Mailing-List: contact solr-user-help@lucene.apache.org; run by ezmlm
Precedence: bulk
Reply-To: solr-user@lucene.apache.org
Received-SPF: pass (athena.apache.org: local policy)
Subject: Re: strange performance issue with many shards on one server
From: Toke Eskildsen <te@statsbiblioteket.dk>
Reply-To: te@statsbiblioteket.dk
To: "solr-user@lucene.apache.org" <solr-user@lucene.apache.org>
In-Reply-To: <A25F89C4C3214E2FAF078B66C2C330AA@gmail.com>
References: <A25F89C4C3214E2FAF078B66C2C330AA@gmail.com>
Content-Type: text/plain; charset="UTF-8"
Organization: State and University Library, Denmark
Date: Wed, 28 Sep 2011 16:40:25 +0200
Message-ID: <1317220825.3165.72.camel@te-prime>
MIME-Version: 1.0
Content-Transfer-Encoding: 7bit

On Wed, 2011-09-28 at 12:58 +0200, Frederik Kraus wrote:
> - 10 shards per server (needed for response times) running in a single tomcat instance

Have you tested that sharding actually decreases response times in your
case? I see the idea in decreasing response times with sharding at the
cost of decreasing throughput, but the added overhead of merging is
non-trivial.

> - each query queries all 20 shards (distributed search)
> 
> - each shard holds about 1.5 mio documents (small shards are needed due to rather complex queries)
> - all caches are warmed / high cache hit rates (99%) etc.

> Now for some reason we cannot seem to fully utilize all CPU power (no disk IO), ie. increasing concurrent users doesn't increase CPU-Load at a point, decreases throughput and increases the response times of the individual queries.
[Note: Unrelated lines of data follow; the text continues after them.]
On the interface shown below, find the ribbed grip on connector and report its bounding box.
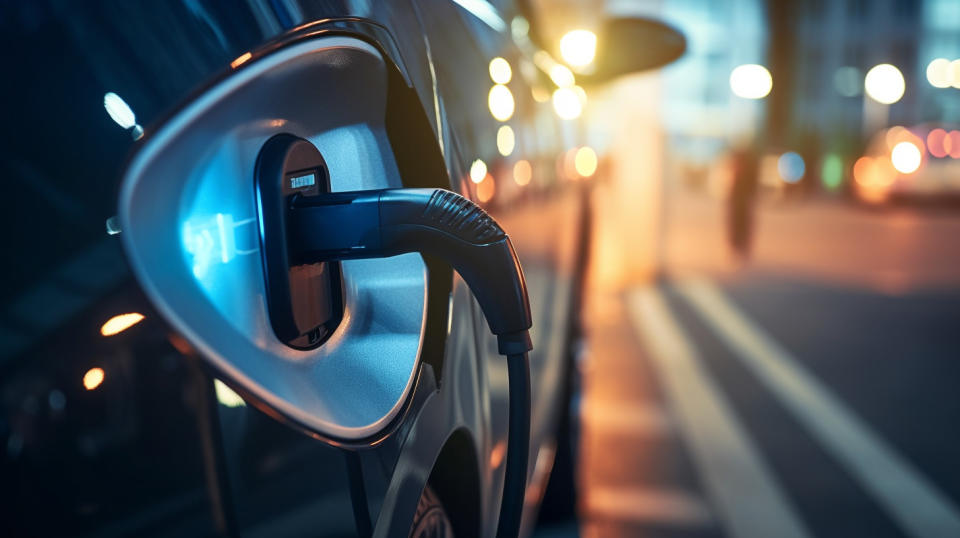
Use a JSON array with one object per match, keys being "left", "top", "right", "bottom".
[{"left": 423, "top": 189, "right": 507, "bottom": 244}]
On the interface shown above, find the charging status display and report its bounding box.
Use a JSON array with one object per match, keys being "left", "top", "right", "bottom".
[{"left": 290, "top": 173, "right": 317, "bottom": 189}]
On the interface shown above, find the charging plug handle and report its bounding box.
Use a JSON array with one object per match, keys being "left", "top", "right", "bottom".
[{"left": 287, "top": 189, "right": 533, "bottom": 355}]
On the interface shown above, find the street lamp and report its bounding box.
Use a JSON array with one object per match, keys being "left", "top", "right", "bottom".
[
  {"left": 730, "top": 64, "right": 773, "bottom": 99},
  {"left": 863, "top": 64, "right": 907, "bottom": 105}
]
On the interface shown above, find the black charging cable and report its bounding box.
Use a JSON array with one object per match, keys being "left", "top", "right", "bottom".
[{"left": 285, "top": 189, "right": 533, "bottom": 538}]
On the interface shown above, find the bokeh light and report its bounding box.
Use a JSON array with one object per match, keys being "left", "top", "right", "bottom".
[
  {"left": 470, "top": 159, "right": 487, "bottom": 183},
  {"left": 927, "top": 58, "right": 953, "bottom": 88},
  {"left": 560, "top": 30, "right": 597, "bottom": 67},
  {"left": 513, "top": 159, "right": 533, "bottom": 187},
  {"left": 100, "top": 312, "right": 143, "bottom": 336},
  {"left": 947, "top": 60, "right": 960, "bottom": 88},
  {"left": 83, "top": 367, "right": 106, "bottom": 390},
  {"left": 489, "top": 56, "right": 513, "bottom": 84},
  {"left": 944, "top": 131, "right": 960, "bottom": 159},
  {"left": 573, "top": 146, "right": 597, "bottom": 177},
  {"left": 777, "top": 151, "right": 807, "bottom": 183},
  {"left": 890, "top": 142, "right": 923, "bottom": 174},
  {"left": 820, "top": 153, "right": 843, "bottom": 191},
  {"left": 477, "top": 174, "right": 497, "bottom": 203},
  {"left": 487, "top": 84, "right": 514, "bottom": 121},
  {"left": 553, "top": 88, "right": 583, "bottom": 120},
  {"left": 730, "top": 64, "right": 773, "bottom": 99},
  {"left": 863, "top": 64, "right": 907, "bottom": 105},
  {"left": 550, "top": 64, "right": 577, "bottom": 88},
  {"left": 497, "top": 125, "right": 517, "bottom": 157}
]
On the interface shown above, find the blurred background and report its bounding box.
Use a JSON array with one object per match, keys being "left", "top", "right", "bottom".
[{"left": 538, "top": 0, "right": 960, "bottom": 536}]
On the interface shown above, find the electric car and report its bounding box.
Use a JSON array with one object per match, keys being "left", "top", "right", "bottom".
[{"left": 0, "top": 0, "right": 683, "bottom": 537}]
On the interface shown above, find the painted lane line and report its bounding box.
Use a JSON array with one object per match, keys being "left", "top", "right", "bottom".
[
  {"left": 583, "top": 487, "right": 713, "bottom": 527},
  {"left": 680, "top": 280, "right": 960, "bottom": 538},
  {"left": 627, "top": 288, "right": 809, "bottom": 538}
]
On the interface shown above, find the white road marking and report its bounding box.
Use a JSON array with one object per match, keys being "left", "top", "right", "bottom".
[
  {"left": 627, "top": 288, "right": 809, "bottom": 538},
  {"left": 680, "top": 280, "right": 960, "bottom": 538},
  {"left": 583, "top": 488, "right": 713, "bottom": 527}
]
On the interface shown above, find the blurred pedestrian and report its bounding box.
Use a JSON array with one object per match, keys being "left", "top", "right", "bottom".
[{"left": 727, "top": 144, "right": 760, "bottom": 263}]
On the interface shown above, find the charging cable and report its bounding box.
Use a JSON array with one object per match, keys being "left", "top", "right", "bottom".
[{"left": 285, "top": 189, "right": 533, "bottom": 538}]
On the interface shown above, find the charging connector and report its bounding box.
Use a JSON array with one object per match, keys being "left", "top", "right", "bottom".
[{"left": 285, "top": 189, "right": 533, "bottom": 538}]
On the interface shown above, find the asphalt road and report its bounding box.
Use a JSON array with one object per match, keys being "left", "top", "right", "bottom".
[{"left": 539, "top": 188, "right": 960, "bottom": 538}]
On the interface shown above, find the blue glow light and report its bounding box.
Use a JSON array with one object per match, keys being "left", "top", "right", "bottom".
[{"left": 183, "top": 213, "right": 256, "bottom": 279}]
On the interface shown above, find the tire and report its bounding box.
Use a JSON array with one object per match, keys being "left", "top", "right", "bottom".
[{"left": 410, "top": 485, "right": 454, "bottom": 538}]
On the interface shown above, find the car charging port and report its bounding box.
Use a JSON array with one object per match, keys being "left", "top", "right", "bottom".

It sounds as if there's a hard limit on the number of concurrent users
somewhere. I am no expert in httpclient, but the blocked threads in your
thread dump seems to indicate that they wait for connections to be
established rather than for results to be produced.

I seem to remember that tomcat has a default limit on 200 concurrent
connections and with 10 shards/search, that is just 200 / (10
shard_connections + 1 incoming_connection) = 18 concurrent searches.

> Also 1-2% of the queries take significantly longer: avg somewhere at 100ms while 1-2% take 1.5s or longer. 

Could be garbage collection, especially since it shows under high load
which might result in more old objects and thereby trigger full gc.